Recruiting leader: "This is Dave everyone! He's a bar raiser I've worked with often. He'll be joining all of our interview loops from now on. Hah Hah Hah!"
It's somewhat funny, but also not funny. The recruiters sincerely would like me to spend 10+ hours a week in interviews if they had their way. It's always hard to find bar raisers for interview loops. However, since I'm trying to meet everyone and get ramped up in this new space, I'll need to find a polite way to dodge as many interviews as possible for a while.
Dave: "Thanks so much! Yes, I'd love to help however I can."
I look down at the raw data sheet of interview stats, and I notice that Nellie is listed next to quite a few interviews.
Dave: "Hey folks, I see Nellie listed here on quite a few recent interviews, but she's only an SDE-1. What's up?"
In general, since you want interviewers to be more experienced than the people they interview, you don't put recent college hires on interview loops. You often wait until they have a couple of years of experience before letting them interview.
Peer engineering leader Mattie: "Oh yeah, Nellie is outstanding. She volunteered to help with a couple of interview events recently. Everyone trusts her judgement, so we were happy to get her help."
What the heck. This sounds strange. This is the second time in my first day I heard my junior SDE mentioned as if she walks on water.
By now, I'd managed to fill up my calendar for the next few days. I'd successfully scheduled meet and greet meetings with dozens of people. However, I now open my Outlook and rearrange a few things to move Nellie to my 1 pm time slot. I want to meet this person.
1:00 pm - Meeting with Nellie
Nellie walks in on time. I'm impressed. Why? Because I'm a manager, and that means that my life is run by my calendar. I look at my calendar many times every hour, and minimally every 30 minutes to make certain I'm not missing a meeting. Engineers, on the other hand, have meetings more rarely. They're often late to meetings because they don't notice them on their calendars. Just something I'm used to.
I say hello, nice to meet you, and other friendly words. I briefly explain my work history at Amazon. Then I mention that I'm entirely new to this technology space, and I'm going to need some help coming up to speed. I ask if she'd be able to explain some basics to me.
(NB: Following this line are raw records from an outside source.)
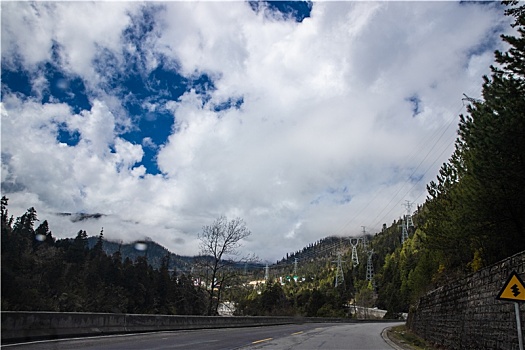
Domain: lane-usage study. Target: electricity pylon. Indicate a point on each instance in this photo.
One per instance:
(355, 258)
(339, 275)
(370, 268)
(407, 222)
She comfortably agrees, and walks over to my wall, which is also a whiteboard with markers. She says she'll cover some basics, and then explain how it all makes sense in relation to our current systems.
She did a fantastic job. I'd read some books on our technology, but it was nothing compared to her experience. She was able to draw our systems in intricate detail, and answer all of my questions.
I was convinced that she was a step above our other junior engineer hires. In fact, she gave me a better summary of our system than I'd expect from most senior engineers.
Dave: "Hey Nellie, pause for a moment. I'm curious. What are your career goals? Are you interested in a promotion sometime?"
Nellie: "Sure, I'd like to be promoted. I like the SDE track, I don't want to be a manager. It's just been difficult to talk to anyone about it because you're my 4th manager in the 11 months I've been here. I haven't exactly had a chance to make progress with anyone."
I suspect she's due for a promotion, and I need to do some investigating. When you find someone a step above their peers, I think you really want to lean in on them. Give them room to grow as fast as they can. I think everyone deserves to get to the level where they're challenged.